Policymakers, stakeholders must unite to connect dots and make SL successful

Wednesday, 18 September 2019 00:00 -     - {{hitsCtrl.values.hits}}

Central Bank Governor Dr. Indrajit Coomaraswamy 

By Charumini de Silva

Central Bank Governor Dr. Indrajit Coomaraswamy yesterday said that policymakers and stakeholders across the economy must come together to “connect the dots” to set Sri Lanka on its desired growth trajectory.

The Governor made these comments while speaking at a panel discussion, which was part of the Ceylon Chamber of Commerce’s 19th Sri Lanka Economic Summit, titled 'Connecting the dots in Sri Lanka's economic development journey’.

"The nature of these dots - institutions, competitiveness and productivity, long-term planning, labour markets, exports and exchange rate, debts and deficits, inflation and high income economy - vary. Some may seem isolated, others may seem obscure and some may be missing, but we all need to come together to somehow connect the dots," he added.

With Sri Lanka graduating to the upper-middle income level by surpassing the $ 4,000 per capita threshold, he said that if annual average growth could be maintained at 8%, Sri Lanka would be in a position to make a leap in 15 years. 

"Today we are witnessing a different world with declining global growth and slow-paced trade. It is tough to achieve 8% growth, but not impossible."

Dr. Coomaraswamy said the way to get out of the middle income trap was to boost competitiveness and innovation. 

"With the upgrade there are two paradigm shifts in policymaking. We are now more subjected to discipline and we are also beginning to age before our economic transformation. Therefore, we need a growth framework to increase productivity and innovation," he added.

The Governor also said a lack of consistency and predictability in Sri Lanka's policies had resulted in large budget deficits and boom and bust cycles connected to elections.

Stating that Sri Lanka had been successful in maintaining inflation at single digits for over a decade, Dr. Coomaraswamy nevertheless asserted that achieving single-digit inflation did not in itself guarantee low and stable inflation in the future.

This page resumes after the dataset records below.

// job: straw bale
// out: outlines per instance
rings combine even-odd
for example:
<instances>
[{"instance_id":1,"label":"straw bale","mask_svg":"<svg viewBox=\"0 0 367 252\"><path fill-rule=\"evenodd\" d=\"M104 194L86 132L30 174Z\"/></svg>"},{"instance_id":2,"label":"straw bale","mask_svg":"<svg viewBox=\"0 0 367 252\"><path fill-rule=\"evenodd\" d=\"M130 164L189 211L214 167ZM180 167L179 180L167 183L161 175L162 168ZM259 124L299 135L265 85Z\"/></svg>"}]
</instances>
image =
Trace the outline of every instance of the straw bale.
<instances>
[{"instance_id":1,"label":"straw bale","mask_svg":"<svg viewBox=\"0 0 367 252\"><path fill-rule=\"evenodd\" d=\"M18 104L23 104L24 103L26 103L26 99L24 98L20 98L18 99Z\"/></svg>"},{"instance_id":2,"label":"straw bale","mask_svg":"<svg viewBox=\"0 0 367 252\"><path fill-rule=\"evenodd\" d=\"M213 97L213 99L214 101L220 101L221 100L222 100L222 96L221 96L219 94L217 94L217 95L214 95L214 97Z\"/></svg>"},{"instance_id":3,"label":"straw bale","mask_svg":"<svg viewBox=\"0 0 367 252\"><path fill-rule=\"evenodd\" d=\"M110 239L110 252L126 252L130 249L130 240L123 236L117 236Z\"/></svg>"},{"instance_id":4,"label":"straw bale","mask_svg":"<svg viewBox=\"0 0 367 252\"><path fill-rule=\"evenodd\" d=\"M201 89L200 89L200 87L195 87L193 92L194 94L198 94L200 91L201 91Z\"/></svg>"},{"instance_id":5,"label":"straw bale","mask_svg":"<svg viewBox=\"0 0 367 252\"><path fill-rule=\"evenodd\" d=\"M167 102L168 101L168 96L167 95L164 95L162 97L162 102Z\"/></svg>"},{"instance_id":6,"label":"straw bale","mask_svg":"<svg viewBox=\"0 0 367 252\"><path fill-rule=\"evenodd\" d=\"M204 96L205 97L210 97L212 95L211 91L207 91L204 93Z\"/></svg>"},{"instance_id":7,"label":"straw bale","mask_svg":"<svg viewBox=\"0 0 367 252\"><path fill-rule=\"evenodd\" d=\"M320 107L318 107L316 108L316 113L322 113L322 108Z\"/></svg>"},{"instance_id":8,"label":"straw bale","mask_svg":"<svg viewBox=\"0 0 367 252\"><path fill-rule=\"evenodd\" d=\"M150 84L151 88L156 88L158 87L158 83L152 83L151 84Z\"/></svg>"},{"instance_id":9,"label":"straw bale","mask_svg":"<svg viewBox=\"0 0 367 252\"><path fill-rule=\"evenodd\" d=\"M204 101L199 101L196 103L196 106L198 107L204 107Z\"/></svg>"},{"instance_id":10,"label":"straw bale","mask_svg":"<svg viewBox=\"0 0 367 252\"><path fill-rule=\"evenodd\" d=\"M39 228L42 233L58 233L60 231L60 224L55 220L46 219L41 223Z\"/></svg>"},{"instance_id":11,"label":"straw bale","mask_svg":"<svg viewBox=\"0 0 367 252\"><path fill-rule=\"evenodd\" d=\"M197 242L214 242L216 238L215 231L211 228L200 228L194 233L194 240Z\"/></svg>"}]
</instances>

"To institutionalise this achievement of low single-digit inflation, the Central Bank announced its intention to adopt flexible inflation targeting (FIT) by 2020. Remarkable progress has been made in this regard, including the drafting of necessary amendments to the Monetary Law Act (MLA), allowing greater flexibility in the determination of the exchange rate, upgrading institutional and technical capacity within the bank and enhancing our communication strategy," he added.

The Governor also said market-based pricing was imperative for FIT to be successful in maintaining inflation at single digits.

"With the adoption of the fuel pricing formula, domestic petroleum prices adjust in response to changes in global oil prices. Similarly, other prices and tariffs that are currently administratively determined, such as electricity, transport, LPG and milk powder, need to be market-based," he added.

Despite the political pressure, Dr. Coomaraswamy said the Central Bank had also allowed the exchange rate to be increasingly determined by the market. He therefore believes measures to allow prices to be more market-based would help in the implementation of FIT.

He went on to reveal that maintaining sustained growth in exports has been challenging.  "The average growth of exports from 1977 to 1999 was 10.7% and it has declined to 5.6% during the period of 2000-2018. The lack of export diversification needs addressing as regional peers have progressed with diversification. Sri Lanka also needs to diversify its exports with respect to markets. We should also fully utilise our potential using the existing product and market mix,” he added.

He said the recent movements in the exchange rate had also been supportive for exporters.

Stating that Foreign Direct Investment (FDI) was critical for emerging and developing economies such as Sri Lanka, Dr. Coomaraswamy said the country needed a few major anchor investors in key sectors to drive growth. However, it was noted that there was still room for massive improvement with respect to FDIs.

“For years and decades we have known what our economy is going to be like and what needs to be done, but we have not done it. This is a good opportunity for us to connect the dots and finish what we knew for a long time. The process is complicated and there are many groups with vested interests. However, we must complete it,” he said.